Target Encoding

In [1]:
import pandas as pd
import numpy as np
import matplotlib.pyplot as plt
from sklearn.pipeline import Pipeline
from sklearn.impute import KNNImputer
from sklearn.impute import SimpleImputer
from sklearn.preprocessing import OrdinalEncoder
from sklearn.compose import ColumnTransformer
from sklearn.preprocessing import FunctionTransformer
from category_encoders import TargetEncoder
from sklearn.preprocessing import OneHotEncoder
# from sklearn.preprocessing import TargetEncoder
from sklearn.metrics import matthews_corrcoef
from xgboost import XGBClassifier
import gc

pd.set_option('display.max_columns', None)

np.__version__

'1.26.4'

In [2]:
def replace_non_alpha_with_nan(df, categories):
    # cols_to_filter = ['cap-shape', 'cap-surface', 'cap-color', 
    #                   'does-bruise-or-bleed', 'gill-attachment', 
    #                   'gill-spacing', 'gill-color', 'stem-surface', 
    #                   'stem-color', 'has-ring', 'ring-type', 'habitat', 'stem-root', 'veil-type', 'veil-color', 'spore-print-color']
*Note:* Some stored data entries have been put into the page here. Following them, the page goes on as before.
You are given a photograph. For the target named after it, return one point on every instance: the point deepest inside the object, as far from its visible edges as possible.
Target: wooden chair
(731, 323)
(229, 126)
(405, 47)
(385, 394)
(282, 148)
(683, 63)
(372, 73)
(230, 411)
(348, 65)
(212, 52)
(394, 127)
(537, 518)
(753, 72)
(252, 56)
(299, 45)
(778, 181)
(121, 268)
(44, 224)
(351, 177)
    cols_to_filter = categories
    

    alphabet_list = ['a', 'b', 'c', 'd', 'e', 'f', 'g', 'h', 'i', 'j', 
                     'k', 'l', 'm', 'n', 'o', 'p', 'q', 'r', 's', 't', 'u', 'v', 'w', 'x', 'y', 'z']

    # col_values = {}
    # for col in cols_to_filter:
    #     value_counts = train[col].value_counts()# ? ONLY Based on trained dataset
    #     col_values[col] = value_counts[value_counts > 10].index.values.tolist()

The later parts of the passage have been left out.